Pour lui, « l’Etat de droit est en cours d’édification ». « Mais il y a des pratiques qui ne sont plus compatibles avec l’Etat de droit et des institutions. La liberté de la presse est soumise à trois conditions : la loi en vigueur, le respect de la déontologie en évitant de tomber dans l’insulte et le respect de la moralité publique. Les cas cités ont violé l’une des trois conditions. Ils redeviennent ainsi des citoyens soumis à la loi », justifie-t-il.

Mohamed Saïd ignore, cependant, les interrogations sur l’interdiction d’accès aux médias public audiovisuel pour l’opposition. Afin d’appuyer ses affirmations sur la volonté du président Abdelmadjid Tebboune à amorcer un changement, il annonce dès le début de la conférence « sa décision de bannir le culte de la personnalité ».

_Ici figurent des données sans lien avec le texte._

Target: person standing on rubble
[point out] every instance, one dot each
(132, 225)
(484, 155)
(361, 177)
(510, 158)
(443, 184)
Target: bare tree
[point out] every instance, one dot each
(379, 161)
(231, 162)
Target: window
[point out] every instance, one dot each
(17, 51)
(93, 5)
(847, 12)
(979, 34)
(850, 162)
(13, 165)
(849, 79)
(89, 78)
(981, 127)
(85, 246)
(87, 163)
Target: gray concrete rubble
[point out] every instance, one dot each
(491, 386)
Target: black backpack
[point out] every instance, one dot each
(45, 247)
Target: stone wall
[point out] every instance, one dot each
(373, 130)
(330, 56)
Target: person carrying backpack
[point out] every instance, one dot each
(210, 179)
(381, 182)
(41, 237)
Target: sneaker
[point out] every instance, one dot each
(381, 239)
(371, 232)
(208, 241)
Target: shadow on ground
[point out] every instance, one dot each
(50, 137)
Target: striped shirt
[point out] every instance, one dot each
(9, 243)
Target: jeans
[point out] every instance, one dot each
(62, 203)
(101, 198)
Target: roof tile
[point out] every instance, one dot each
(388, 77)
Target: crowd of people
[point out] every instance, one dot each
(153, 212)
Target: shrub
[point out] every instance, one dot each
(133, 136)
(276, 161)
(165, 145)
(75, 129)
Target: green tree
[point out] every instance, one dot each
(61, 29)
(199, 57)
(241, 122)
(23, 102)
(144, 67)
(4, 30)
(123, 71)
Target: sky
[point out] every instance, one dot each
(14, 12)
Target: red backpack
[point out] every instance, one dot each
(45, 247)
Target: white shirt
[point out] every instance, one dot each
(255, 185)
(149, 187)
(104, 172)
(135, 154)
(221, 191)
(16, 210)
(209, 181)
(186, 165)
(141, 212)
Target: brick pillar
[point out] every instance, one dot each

Selon lui, le chef de l’Etat demande à tous les ministres et administrations publiques de cesser d’utiliser l’expression ‘’sur orientations et sur instructions du président de la République’’ ».

« Le Président ne demande pas à être sacralisé ou glorifié, mais de lui apporter un soutien solide », déclare-t-il. Sur une question concernant la date prévue pour la révision de la Constitution, l’orateur affirme « qu’aucune date n’est arrêtée pour engager le débat autour de ce chantier ».